Reports of the Tea Party’s demise have been greatly exaggerated. The ranks of Tea Partiers are swelling, both Martin and her fellow co-founder of the Tea Party Patriots, Mark Meckler, said in separate interviews this week, driven in part, it seems, by the growing budget deficit and debt problems plaguing this country. Not only are new members joining thousands of local chapters around the country, “there are millions of people already working [within the chapters] because they believe in the ideas of the Tea Party,” Meckler told The Fiscal Times a few days ago. “We’re in extraordinary times. The deficit, the debt, the need for smaller government, spending issues – these are not just Tea Party issues. The majority of Americans right now say that their primary concerns are the deficit and the economy. People have lost faith in government and its ability to solve those things. That faith was misplaced from the beginning.”
But don’t just take their word for it: Reuters reported on Thursday that “Americans are changing the way they think about the debt thanks to a noisy budget battle in Washington that prompted Standard & Poor’s to downgrade the top-notch U.S. credit rating and raised the specter of what was once thought inconceivable – the United States defaulting on its obligations.” What has also made people sit up and take notice, said Reuters: the headline-grabbing debt crisis that’s “forced tough austerity measures across Europe and led to social unrest in some countries.”

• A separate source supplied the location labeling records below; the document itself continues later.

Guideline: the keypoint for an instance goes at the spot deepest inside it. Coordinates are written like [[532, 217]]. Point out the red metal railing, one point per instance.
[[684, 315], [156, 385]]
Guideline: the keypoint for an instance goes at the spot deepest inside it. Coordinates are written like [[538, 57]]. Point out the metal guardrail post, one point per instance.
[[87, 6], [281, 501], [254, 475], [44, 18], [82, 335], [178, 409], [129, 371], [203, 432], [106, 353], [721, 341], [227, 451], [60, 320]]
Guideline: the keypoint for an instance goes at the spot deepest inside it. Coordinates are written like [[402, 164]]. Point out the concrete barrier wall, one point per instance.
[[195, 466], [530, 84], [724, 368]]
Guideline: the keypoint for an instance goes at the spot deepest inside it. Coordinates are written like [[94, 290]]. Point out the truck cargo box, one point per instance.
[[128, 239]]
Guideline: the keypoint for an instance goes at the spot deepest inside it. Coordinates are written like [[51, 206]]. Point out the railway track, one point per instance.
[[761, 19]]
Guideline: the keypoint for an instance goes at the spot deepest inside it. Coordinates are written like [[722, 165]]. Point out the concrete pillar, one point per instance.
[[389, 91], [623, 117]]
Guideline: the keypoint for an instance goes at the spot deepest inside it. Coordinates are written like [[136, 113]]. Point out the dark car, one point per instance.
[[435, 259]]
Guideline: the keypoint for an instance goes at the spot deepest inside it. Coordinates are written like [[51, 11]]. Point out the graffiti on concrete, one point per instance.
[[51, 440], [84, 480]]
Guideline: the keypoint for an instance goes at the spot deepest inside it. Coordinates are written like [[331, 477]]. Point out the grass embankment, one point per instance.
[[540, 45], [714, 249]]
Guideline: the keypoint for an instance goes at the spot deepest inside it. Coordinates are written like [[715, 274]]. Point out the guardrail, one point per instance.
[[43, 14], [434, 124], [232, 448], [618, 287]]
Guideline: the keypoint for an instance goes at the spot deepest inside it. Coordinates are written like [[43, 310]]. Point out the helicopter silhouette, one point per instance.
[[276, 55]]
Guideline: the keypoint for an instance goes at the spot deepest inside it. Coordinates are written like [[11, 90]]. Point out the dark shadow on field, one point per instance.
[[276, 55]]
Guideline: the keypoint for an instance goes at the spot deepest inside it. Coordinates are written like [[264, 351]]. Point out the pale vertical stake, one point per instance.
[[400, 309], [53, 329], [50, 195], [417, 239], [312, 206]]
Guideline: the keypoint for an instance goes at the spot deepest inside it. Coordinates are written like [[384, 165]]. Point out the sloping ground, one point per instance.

The Tea Party Patriots make the point that young people – not just seniors worried about Social Security checks – share the loss of faith. This is partly why Martin held a webinar on Thursday night with several dozen college students around the country who are “concerned about debt and being able to get career jobs when they graduate,” said Martin on Friday morning. “A lot of kids feel the government is an epic fail right now. And they don’t trust either political party to solve the problem.”
Despite the opinion of folks like Senate Majority Leader Harry Reid (D-Nevada) who said recently that “the Tea Party is dying out as the economy is getting better,” Martin’s point is that the true measure of “success with this movement is that we go into the future and make a real difference. We need to teach our fellow citizens that yes we have the right to vote, but we also have a responsibility to hold our elected officials accountable. We’re watching what they do. In years past, [the American people] just haven’t done that. That’s why this country was able to spend and spend and spend.”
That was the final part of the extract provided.